Article ID | Journal | Published Year | Pages | File Type |
---|---|---|---|---|
385635 | Expert Systems with Applications | 2011 | 6 Pages |
The support vector clustering (SVC) algorithm consists of two main phases: SVC training and cluster assignment. The former requires calculating Lagrange multipliers and the latter requires calculating adjacency matrix, which may cause a high computational burden for cluster analysis. To overcome these difficulties, in this paper, we present an improved SVC algorithm. In SVC training phase, an entropy-based algorithm for the problem of calculating Lagrange multipliers is proposed by means of Lagrangian duality and the Jaynes’ maximum entropy principle, which evidently reduces the time of calculating Lagrange multipliers. In cluster assignment phase, the kernel matrix is used to preliminarily classify the data points before calculating adjacency matrix, which effectively reduces the computing scale of adjacency matrix. As a result, a lot of computational savings can be achieved in the improved algorithm by exploiting the special structure in SVC problem. Validity and performance of the proposed algorithm are demonstrated by numerical experiments.

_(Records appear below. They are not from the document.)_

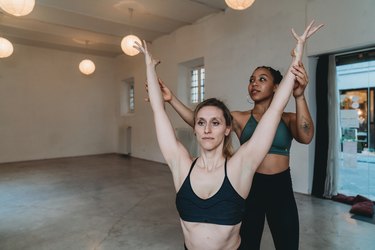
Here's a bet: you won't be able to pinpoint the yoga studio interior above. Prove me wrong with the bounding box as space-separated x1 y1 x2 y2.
0 0 375 250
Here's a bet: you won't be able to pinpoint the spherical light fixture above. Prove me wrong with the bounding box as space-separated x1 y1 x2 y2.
225 0 255 10
0 0 35 16
0 37 13 58
121 35 142 56
79 59 95 75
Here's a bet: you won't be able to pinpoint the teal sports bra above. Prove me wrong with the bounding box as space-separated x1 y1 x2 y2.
239 114 293 156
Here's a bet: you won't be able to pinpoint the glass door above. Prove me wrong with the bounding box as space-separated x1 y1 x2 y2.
336 51 375 200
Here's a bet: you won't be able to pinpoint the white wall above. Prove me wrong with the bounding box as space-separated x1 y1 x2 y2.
0 0 375 193
0 44 116 162
118 0 375 193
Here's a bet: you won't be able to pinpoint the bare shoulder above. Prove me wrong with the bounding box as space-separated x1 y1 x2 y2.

Research highlights► We present an improved SVC algorithm support vector clustering based on maximum entropy principle and kernel matrix. ► In SVC training phase, an entropy-based algorithm for the problem of calculating Lagrange multipliers is proposed. ► In cluster assignment phase, the kernel matrix is used to preliminarily classify the data points before calculating adjacency matrix. ► A lot of computational savings can be achieved in the improved algorithm by exploiting the special structure in SVC problem.